I want to help facilitate conversations between the leaders of the Detroit Mechanix and the local community to connect with the women that have been marginalized by the AUDL’s choice not to provide equitable opportunity, exposure, and coverage for women in ultimate. I’m eager to help push forward in cooperation with the Mechanix and the women in our community. I learned through my involvement with the boycott—by having open and honest conversations with people both in person and online—that I can be more effective bringing real change by putting my time and energy into helping be directly involved.
The Mechanix are working on having a plan to get from where we are now to an equitable situation, starting with showcase games and competitive exhibitions, and I know that I can help in many ways with that effort. I also know it takes work to make change, and it would be way easier and less work for me to jot my name on a list and sit back and watch things unfold. Instead, I want to make the choice to put in the time and effort that I can spare to helping make appreciable change. I hope that if I have a daughter someday, I can sit down and be proud when I tell her the story about why she has so many role models to look up to in this wacky sport that we play.
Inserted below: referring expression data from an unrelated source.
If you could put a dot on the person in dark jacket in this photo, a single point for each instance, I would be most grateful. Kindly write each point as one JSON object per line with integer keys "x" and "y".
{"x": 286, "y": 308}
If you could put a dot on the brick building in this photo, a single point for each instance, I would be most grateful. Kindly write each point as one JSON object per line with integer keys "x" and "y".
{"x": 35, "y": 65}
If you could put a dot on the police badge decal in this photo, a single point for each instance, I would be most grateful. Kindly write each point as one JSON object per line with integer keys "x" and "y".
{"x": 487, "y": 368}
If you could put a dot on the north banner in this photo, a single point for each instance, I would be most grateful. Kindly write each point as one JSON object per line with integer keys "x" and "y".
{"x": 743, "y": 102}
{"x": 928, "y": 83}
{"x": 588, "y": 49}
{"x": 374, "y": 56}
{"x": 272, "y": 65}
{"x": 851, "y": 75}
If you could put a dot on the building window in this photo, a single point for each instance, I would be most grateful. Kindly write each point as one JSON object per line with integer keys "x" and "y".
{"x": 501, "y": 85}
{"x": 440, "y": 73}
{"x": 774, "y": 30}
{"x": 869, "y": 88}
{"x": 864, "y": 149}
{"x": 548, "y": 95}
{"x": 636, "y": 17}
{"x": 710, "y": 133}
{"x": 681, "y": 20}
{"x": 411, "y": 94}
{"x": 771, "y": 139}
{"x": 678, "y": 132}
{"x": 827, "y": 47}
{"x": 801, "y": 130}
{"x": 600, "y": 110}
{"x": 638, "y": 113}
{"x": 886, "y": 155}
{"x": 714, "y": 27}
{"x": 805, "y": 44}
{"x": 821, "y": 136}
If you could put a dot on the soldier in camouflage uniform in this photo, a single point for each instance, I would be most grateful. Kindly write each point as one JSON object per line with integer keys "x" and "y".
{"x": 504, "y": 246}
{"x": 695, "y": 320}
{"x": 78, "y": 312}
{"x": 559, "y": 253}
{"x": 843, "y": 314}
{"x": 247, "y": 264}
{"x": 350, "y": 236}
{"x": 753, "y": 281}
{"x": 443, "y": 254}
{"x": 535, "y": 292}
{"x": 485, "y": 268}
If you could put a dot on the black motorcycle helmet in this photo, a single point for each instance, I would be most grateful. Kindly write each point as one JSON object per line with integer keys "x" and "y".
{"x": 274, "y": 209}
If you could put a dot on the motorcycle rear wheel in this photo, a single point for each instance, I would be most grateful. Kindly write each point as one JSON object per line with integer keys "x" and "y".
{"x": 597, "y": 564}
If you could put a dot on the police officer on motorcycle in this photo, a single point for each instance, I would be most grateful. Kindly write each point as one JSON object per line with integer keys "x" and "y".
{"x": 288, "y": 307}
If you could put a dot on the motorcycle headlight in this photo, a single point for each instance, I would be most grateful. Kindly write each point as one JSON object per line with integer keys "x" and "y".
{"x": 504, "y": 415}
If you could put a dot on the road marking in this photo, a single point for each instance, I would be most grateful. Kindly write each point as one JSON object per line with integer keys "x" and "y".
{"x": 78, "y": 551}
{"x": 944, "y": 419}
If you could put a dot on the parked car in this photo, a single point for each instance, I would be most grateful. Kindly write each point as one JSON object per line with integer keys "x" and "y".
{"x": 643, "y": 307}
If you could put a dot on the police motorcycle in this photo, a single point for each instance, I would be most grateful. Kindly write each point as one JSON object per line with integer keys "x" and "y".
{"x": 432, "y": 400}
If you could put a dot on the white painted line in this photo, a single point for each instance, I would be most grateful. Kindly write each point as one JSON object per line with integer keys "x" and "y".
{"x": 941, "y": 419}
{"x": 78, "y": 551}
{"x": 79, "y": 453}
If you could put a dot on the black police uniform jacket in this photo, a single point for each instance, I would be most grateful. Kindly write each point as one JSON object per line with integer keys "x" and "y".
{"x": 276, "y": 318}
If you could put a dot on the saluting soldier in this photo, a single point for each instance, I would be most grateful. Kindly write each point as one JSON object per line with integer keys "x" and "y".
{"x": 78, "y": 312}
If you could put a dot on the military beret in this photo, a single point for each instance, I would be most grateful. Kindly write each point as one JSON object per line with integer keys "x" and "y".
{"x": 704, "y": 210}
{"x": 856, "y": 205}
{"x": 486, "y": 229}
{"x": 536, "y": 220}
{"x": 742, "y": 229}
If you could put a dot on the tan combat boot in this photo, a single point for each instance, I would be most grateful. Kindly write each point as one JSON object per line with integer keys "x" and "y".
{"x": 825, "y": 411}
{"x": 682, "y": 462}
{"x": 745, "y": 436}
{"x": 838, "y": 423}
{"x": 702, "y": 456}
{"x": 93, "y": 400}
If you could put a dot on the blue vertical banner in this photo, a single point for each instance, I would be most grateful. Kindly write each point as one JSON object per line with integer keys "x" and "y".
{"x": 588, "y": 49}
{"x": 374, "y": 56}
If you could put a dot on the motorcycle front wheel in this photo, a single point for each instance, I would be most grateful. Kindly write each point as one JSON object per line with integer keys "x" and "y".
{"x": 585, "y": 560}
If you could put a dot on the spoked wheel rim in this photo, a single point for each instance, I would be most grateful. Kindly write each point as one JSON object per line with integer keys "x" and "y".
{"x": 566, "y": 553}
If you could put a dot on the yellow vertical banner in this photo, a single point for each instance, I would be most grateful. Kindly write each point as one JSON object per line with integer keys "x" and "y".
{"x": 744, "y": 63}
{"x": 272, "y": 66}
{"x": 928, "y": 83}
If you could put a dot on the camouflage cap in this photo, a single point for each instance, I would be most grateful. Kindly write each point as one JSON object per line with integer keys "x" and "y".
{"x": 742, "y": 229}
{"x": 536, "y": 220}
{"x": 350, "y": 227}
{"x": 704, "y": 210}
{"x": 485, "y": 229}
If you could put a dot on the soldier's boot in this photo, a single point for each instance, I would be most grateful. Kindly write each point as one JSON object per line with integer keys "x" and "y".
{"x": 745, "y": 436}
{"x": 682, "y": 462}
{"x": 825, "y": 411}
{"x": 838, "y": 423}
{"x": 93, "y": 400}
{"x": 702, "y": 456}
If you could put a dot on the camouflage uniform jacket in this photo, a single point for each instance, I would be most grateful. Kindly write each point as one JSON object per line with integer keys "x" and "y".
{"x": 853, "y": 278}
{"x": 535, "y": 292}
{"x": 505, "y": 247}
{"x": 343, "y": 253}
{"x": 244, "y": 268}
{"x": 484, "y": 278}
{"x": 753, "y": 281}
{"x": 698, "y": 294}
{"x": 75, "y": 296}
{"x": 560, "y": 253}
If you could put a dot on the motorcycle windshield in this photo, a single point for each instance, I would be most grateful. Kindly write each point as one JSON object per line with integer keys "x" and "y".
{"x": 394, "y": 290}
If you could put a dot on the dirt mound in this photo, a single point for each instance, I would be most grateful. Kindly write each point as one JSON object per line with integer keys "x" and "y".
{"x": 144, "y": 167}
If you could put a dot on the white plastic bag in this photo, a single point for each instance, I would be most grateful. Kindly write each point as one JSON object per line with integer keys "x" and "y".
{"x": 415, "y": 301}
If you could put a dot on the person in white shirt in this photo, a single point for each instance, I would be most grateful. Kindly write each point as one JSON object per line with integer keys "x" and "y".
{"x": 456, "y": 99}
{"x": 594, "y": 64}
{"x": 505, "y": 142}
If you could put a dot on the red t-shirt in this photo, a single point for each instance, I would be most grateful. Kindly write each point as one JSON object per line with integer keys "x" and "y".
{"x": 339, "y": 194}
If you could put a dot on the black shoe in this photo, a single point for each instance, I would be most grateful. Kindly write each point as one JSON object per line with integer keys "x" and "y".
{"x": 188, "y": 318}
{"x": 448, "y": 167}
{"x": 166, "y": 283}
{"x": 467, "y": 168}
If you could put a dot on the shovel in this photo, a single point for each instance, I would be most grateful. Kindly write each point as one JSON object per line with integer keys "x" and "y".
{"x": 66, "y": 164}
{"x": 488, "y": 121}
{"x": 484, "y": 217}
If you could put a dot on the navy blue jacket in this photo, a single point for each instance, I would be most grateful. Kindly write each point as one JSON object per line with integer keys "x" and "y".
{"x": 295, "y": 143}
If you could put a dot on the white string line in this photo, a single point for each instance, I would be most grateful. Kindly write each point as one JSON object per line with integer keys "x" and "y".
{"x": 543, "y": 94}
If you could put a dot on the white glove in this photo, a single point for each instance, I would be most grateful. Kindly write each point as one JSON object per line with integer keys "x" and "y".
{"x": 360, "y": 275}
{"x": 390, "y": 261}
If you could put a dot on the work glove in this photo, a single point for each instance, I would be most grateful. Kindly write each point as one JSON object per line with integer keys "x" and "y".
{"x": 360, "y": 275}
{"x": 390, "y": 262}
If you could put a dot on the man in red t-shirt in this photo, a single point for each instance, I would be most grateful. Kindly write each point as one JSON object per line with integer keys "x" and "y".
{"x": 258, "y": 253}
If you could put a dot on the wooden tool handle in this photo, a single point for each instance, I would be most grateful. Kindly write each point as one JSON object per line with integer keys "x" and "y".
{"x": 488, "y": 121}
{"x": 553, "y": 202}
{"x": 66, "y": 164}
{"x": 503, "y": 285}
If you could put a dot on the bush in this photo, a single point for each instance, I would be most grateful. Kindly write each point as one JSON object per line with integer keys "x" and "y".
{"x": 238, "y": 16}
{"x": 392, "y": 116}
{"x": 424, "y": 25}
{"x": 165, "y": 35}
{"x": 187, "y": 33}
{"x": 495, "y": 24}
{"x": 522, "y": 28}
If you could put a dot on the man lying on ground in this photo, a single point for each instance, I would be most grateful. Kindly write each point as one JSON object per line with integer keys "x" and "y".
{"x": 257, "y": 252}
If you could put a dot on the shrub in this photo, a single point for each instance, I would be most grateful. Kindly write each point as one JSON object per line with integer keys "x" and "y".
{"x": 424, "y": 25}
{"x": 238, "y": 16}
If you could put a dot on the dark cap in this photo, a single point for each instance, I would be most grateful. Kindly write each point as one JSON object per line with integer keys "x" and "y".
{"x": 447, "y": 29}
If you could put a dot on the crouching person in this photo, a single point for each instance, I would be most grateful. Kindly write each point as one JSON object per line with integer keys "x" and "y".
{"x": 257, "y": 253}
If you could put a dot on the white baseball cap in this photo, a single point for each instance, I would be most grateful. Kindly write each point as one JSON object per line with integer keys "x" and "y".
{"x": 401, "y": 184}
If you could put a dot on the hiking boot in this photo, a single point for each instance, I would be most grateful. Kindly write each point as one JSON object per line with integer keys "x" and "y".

I’ve come to believe that having my name on the boycott list when 99% of the community doesn’t know who I am isn’t nearly as beneficial as putting my time and energy into conversations, into recruiting women to participate, into helping with logistics, and perhaps into coaching. To the credit of the leadership of the Detroit Mechanix, the opportunity wouldn’t exist if they didn’t want to make it happen. I believe that I helped start conversations that led to these opportunities, and I can continue to help.
I’m realistic about the impact that any one person can have on a system as massive and pervasive as these societal inequities have become. I think it’s important that each person does what they think is best for the right reasons, and at this point, I’ve found an opportunity to do more to help. My goal here is to promote the idea that anybody that wants to help make a tangible impact on promoting equity could do so if they’re willing to find their opportunity and do the work to make an impact. Especially for those of you reading that don’t have name recognition, or aren’t playing in the AUDL, I hope you can find ways to push our community towards an equitable future. Regardless of each person’s stance on the AUDL boycott, I hope to have shown that regardless of how skilled you are, how well known, or how much you’ve helped so far, there are chances to help now and in the future, and I encourage you to seek them out.